A huge £240 million of tutoring cash has now gone unspent by schools, new figures show, calling further into question the impact of the government’s flagship catch-up scheme.
The figures emerged as a government-funded evaluation found just half of leaders were satisfied with last year’s National Tutoring Programme – which was run by HR firm Randstad. Most were also unhappy with the level of admin around using it.
Government has since overhauled its flagship tutor scheme, with cash now going straight to schools and provider Randstad axed.
Department for Education figures show that in the last financial year, a staggering £178 million, 43 per cent of the tutoring funding for that year, went unspent.
This is on top of another £62 million that was unspent in 2021-22, and on top of £220 million unspent from other catch-up schemes, according to the National Audit Office.
Many schools said they could not afford to put their own cash towards tutoring, a requirement to access the subsidy, and others said the scheme was overly bureaucratic.
Schools last year had to contribute 25 per cent to the cost of tutoring, rising to 40 per cent this year.
43% of funding unspent last year
Schools Week revealed in November last year that more than £100 million was expected to be clawed back from schools in unspent tutoring cash from the 2021-22 academic year.
Figures published in April confirmed this was £114 million, with nearly half of the England’s schools not using all their catch-up allocation.
Latest DfE major projects portfolio data – which covers financial years rather than academic – shows £178 million of the £416 million tutoring funding for the year to March 2023 went unused.
This cash was due to be handed back to the Treasury, but will now be kept by the DfE and go towards its new grant to help schools cover pay rises next year.
The department refused to say how much of the total underspend would be used in this way, however.
Geoff Barton, General Secretary of the Association of School and College Leaders, said NTP funding “should not be dependent on schools being able to put in some top-up money”.
“This requirement obviously means that schools which are in the toughest financial circumstances simply cannot access this funding.”
‘Leave recovery money with schools’
He said the underspend was “almost certainly being recycled to deliver the teachers’ pay additional grant, which is better than making its way back to the Treasury, but the fact remains that money intended for recovery should be left with schools to do just that”.
It comes after the DfE announced it would increase the planned subsidy for tutoring in the next academic year to 50 per cent.
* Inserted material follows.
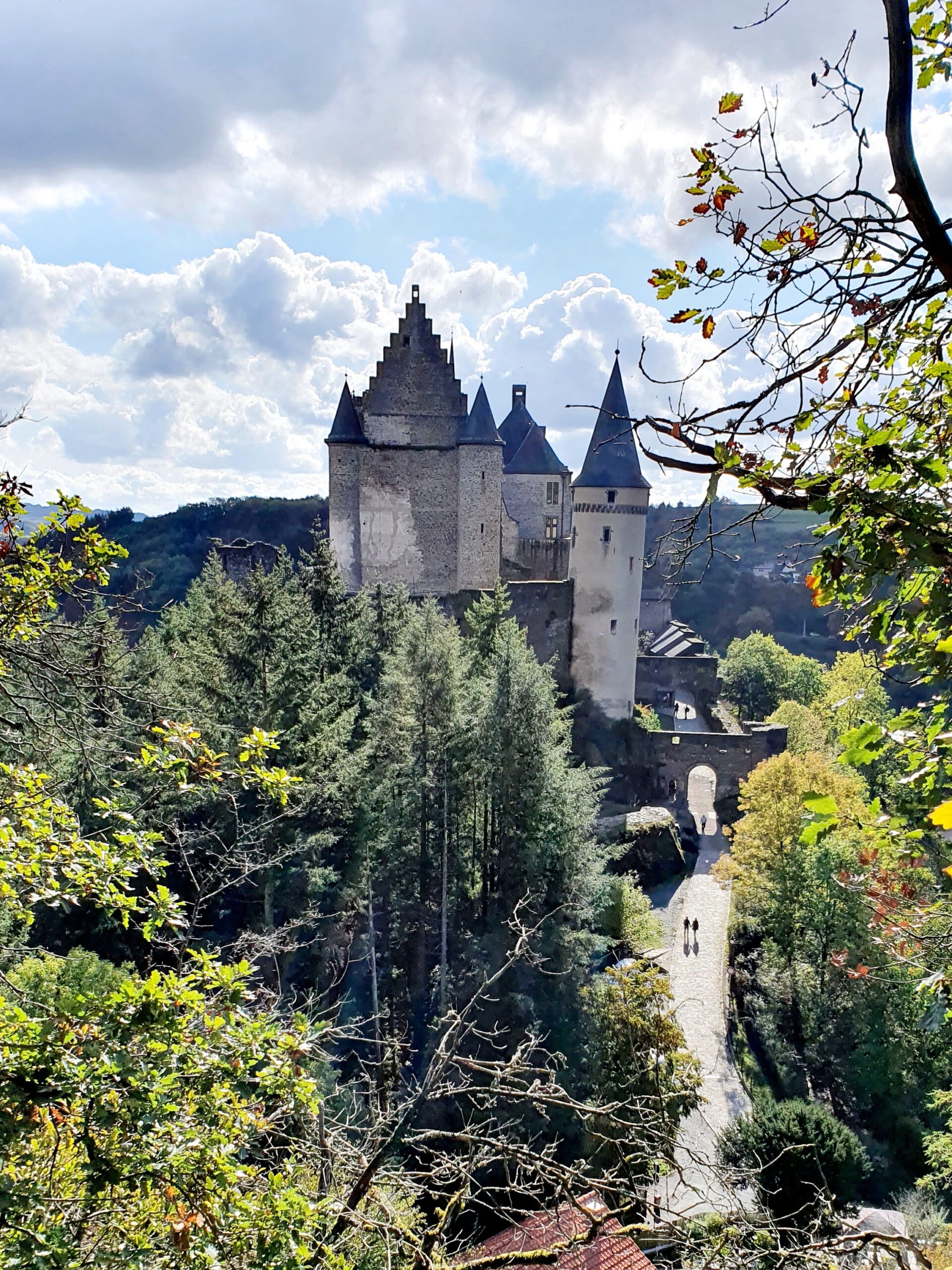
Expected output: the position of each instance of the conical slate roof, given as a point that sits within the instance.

Government funding had been due to fall to cover just 25 per cent of costs.
However, no additional funding will be made available, meaning the government expects less demand than anticipated, meaning its contribution can go further.
A department spokesperson said: “We have made over £1 billion available for the National Tutoring Programme to make sure that every school that wants to deliver tutoring is able to do so.
“And whilst some schools did not spend all of the money allocated to them, in many cases this was because they were able to deliver more for less. As a result, over three million courses have been started, supporting pupils most in need of additional help.”